Post-war generations perceived the procedure introduced by the NKVD for determining nationality by parents as a given. After the campaign to combat cosmopolitanism (1948-1953), ethnic discrimination moved from the sphere of public policy to pure everyday life and took various forms. Perhaps, only those whose parents were Russian in their passport did not have any particular problems with the “fifth point”, in particular with their perception by others. All others to one degree or another felt their belonging to a “different” nationality.
Concluding the review of official requirements for this category, it should be noted that the introduction of the category “nationality” in the passport was carried out in two stages. At the first stage (1932-1938), nationality was determined from the words of the passport holder and was not given much attention. But when the NKVD needed clarity in this matter, the usual principle (by the example of establishing social affiliation) was applied of the definition of “origin”, that is, by parents. Such an almost biological definition of nationality as a hereditary trait allowed the authorities to somehow control the entry in the passport box. Strictly speaking, the equal legal status of nationalities proclaimed by the Soviets contradicted the requirement of mandatory fixation of nationality. However, the category of “nationality” has become not just an accounting (statistical, as it was in the Russian Empire), but just legal, because different communities were given a different status: some of them had their own territorial entity, others not; some were considered nations, while others were considered nations, and so on. As a result, the strict bureaucratic prescriptiveness of determining nationality entered into complex relations with group and individual identities. Some perceived it as the natural basis of their individuality, while in others it caused various forms of rejection, up to the desire to get rid of the prescribed stigma.
The cancellation of the nationality record in the new Russian passport, which was introduced in 1997, showed all the ambiguity of the attitude of wide circles of the population to this category. Judging by the unfolding disputes, at least two positions were formed during the Soviet era. For the cancellation of the recording were mainly those whose parents belonged to different nationalities. As a rule, they argued that their nationality depended on the cultural context in which they were born and matured. Against the disappearance of the entry in the passport were those who were accustomed to determine their nationality by parents and whose ethnic identity coincided with the entry in the passport. It would seem that the cancellation of the record did not affect their identification in any way, but for many, the record in the passport was that support, in the absence of which there was a direct threat of loss of roots, loss of connection with their people.
Concern for the preservation of ties with historical roots is a common place in the settings of opponents of the abolition of columns.
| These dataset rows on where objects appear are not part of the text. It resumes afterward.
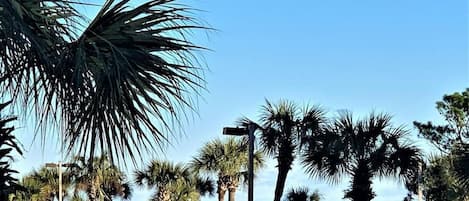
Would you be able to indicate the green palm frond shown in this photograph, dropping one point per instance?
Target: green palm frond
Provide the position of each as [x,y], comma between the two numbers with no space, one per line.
[8,144]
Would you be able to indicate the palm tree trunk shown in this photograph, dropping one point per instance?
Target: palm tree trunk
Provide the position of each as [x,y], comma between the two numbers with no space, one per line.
[281,179]
[221,190]
[361,184]
[232,193]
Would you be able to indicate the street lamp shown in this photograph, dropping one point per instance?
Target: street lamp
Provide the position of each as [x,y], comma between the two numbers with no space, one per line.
[251,128]
[59,170]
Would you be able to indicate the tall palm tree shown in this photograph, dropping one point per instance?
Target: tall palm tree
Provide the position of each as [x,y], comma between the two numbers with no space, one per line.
[8,144]
[282,126]
[99,178]
[363,149]
[228,160]
[173,182]
[114,83]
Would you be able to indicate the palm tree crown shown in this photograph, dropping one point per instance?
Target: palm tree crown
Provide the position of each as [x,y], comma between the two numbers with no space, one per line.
[99,178]
[364,149]
[228,160]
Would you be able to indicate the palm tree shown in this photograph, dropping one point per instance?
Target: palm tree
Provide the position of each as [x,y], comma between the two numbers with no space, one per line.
[282,127]
[99,178]
[228,160]
[43,185]
[8,144]
[363,149]
[173,182]
[109,82]
[302,194]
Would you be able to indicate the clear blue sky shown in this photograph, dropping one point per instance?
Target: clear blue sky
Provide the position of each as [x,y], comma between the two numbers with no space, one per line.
[396,56]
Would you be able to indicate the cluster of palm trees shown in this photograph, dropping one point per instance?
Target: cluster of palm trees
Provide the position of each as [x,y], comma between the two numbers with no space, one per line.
[92,180]
[330,148]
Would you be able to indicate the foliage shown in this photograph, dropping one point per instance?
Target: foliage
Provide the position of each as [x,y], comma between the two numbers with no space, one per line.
[452,138]
[8,144]
[363,149]
[282,127]
[455,110]
[115,84]
[173,182]
[43,184]
[302,194]
[228,160]
[99,178]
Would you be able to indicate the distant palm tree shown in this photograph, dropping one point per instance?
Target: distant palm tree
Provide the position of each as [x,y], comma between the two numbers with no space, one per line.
[112,80]
[173,182]
[8,144]
[228,160]
[99,178]
[364,149]
[302,194]
[282,127]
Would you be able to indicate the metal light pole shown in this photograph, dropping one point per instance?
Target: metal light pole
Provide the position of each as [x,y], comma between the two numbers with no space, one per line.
[250,132]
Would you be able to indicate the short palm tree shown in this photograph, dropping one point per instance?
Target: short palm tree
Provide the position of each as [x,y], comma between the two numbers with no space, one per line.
[228,160]
[8,144]
[363,149]
[282,127]
[302,194]
[99,178]
[114,83]
[173,182]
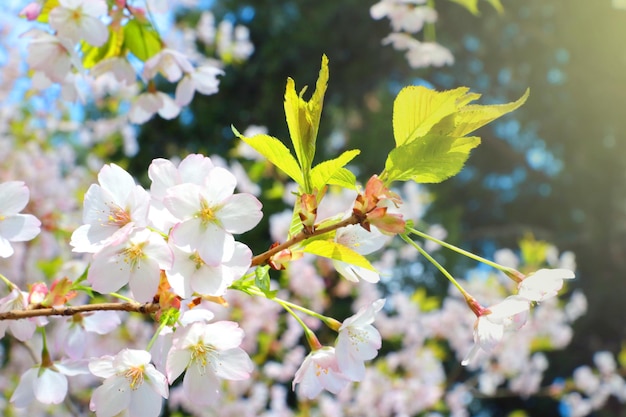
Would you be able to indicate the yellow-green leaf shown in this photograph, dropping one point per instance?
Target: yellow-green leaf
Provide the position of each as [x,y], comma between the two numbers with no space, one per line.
[417,109]
[334,250]
[323,172]
[303,118]
[275,152]
[141,40]
[112,48]
[429,159]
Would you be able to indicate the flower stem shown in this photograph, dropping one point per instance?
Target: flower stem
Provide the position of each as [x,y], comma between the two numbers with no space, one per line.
[437,265]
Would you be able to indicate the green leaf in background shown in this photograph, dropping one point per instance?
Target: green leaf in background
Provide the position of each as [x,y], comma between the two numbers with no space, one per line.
[417,109]
[429,159]
[303,118]
[141,39]
[275,152]
[334,250]
[323,172]
[112,48]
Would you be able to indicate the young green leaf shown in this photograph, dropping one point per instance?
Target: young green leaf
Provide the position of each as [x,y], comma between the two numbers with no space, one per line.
[417,109]
[276,152]
[141,39]
[323,172]
[429,159]
[303,118]
[334,250]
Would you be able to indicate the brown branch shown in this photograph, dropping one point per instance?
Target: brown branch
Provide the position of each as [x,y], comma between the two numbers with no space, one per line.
[265,256]
[146,308]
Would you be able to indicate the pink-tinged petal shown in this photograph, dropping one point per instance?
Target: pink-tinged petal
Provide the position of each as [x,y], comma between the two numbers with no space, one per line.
[201,387]
[184,91]
[219,185]
[177,362]
[145,402]
[20,227]
[23,394]
[241,212]
[50,387]
[13,197]
[233,364]
[223,335]
[111,398]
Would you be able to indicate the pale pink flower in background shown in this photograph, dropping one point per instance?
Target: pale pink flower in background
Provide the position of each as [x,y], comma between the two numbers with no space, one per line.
[21,329]
[543,284]
[50,54]
[511,313]
[80,19]
[358,341]
[208,352]
[111,210]
[131,384]
[363,242]
[170,63]
[210,214]
[136,261]
[203,80]
[119,67]
[149,103]
[319,371]
[48,385]
[190,274]
[15,227]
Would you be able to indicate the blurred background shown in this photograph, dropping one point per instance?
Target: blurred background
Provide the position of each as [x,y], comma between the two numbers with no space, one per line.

At the same time, it is significant that, according to an ethnosociological study conducted in 1988, almost a quarter of Russians found it difficult to answer that they were related to their people, except for the corresponding column in the passport. We can say that the entry in the Soviet passport (a kind of “passport nationality”) ultimately acquired independent value and in itself became an essential component in the formation of ethnic identity.